Music academy steps in where schools fail

By Magdalena Stec

Twelve-year-old Rosalie Ball stands in front of a mirror in the middle of a classroom where students practice music.

Her posture seems perfect and she looks relaxed. As she starts singing a Christina Aguilera song, “I Turn to You,” her voice fills the room and is so clear and powerful, it’s hard to believe it belongs to the small-framed girl.

“Open your mouth a little wider, let it out,” says Tony Silvestro, her music teacher, who coaches her from the back of the room for an upcoming recital.

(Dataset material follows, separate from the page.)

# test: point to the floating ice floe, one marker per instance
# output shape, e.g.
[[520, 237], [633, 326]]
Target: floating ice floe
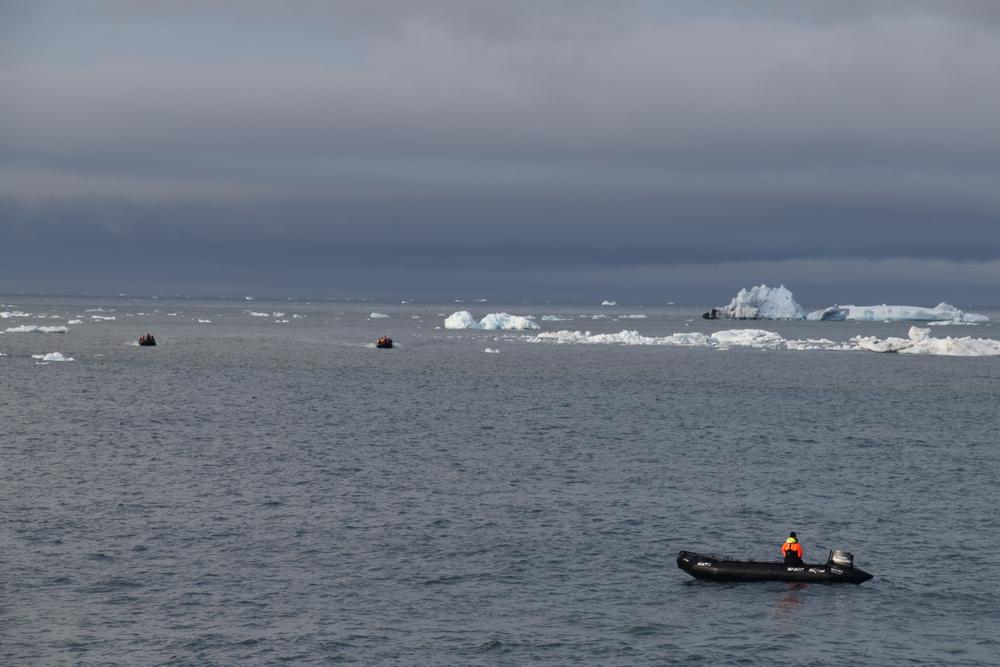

Silvestro is the owner of T’s Music & Arts Academy, which opened on Carling Avenue last November. The private school offers singing, dance, and instrumental lessons, and will likely fill the gap in Centretown’s music community and school music programs.

T’s Music & Arts Academy is one of the several private performing arts schools that’s opened in Ottawa since Ontario’s schools suffered from major cuts to art and music programs in 1997.

Although many of the city’s elementary schools do offer music, the curriculum is limited to instrumental classes, with no singing. Silvestro, who has more than 10 years of musical experience in Ottawa, teaches singing and song writing. That’s why he knows students will likely appreciate the school’s non-competitive, one-on-one classes.

Silvestro’s idea seems to be working. The school now has more than 30 students, with ages ranging from six to 55.

The instructors teach anything from Beethoven to Christina Aguilera, says Silvestro. He says he wants his students to be the best they can be.

“I don’t expect anything else but phenomenal,” he says.

And public schools don’t have enough money to take their students to that level.

Saffron Bianchini, who teaches music at Glashan Intermediate School, says her students suffered from the cuts to music programs.

Ever since the Ottawa Board of Education scrapped the repair budget for the instruments, the schools themselves must come up with that money.

“I can spend $2,000-3,000 a year just on repair. Now I have to generate that, because it’s no longer there,” says Bianchini, who makes up the difference with money from fundraising and student fees.

While instrumental music classes are mandatory at Glashan, Bianchini says not all public schools have music programs. These students are losing out on skill development, working as a team, and “just being able to know the language of music,” she says.

“I think music is an essential, educational tool,” Bianchini says. And for those who are thinking of music as a career, she says that additional, private music classes are necessary.

Rosalie’s been taking vocal classes with Silvestro in addition to the clarinet lessons at her elementary school in Nepean.

“Singing is different,” says her mother, Martine Giroux.

“[Rosalie] became more goal-oriented and definitely better at public speaking. It gives her real life benefits— confidence.”

Even while music education has many benefits, the number of elementary schools employing music teachers has dropped

“Only 40 per cent of all Ontario’s elementary schools had music teachers in 2002-2003,” says Annie Kidder, of People for Education.

“Now only the children of the well-off are able to learn music.”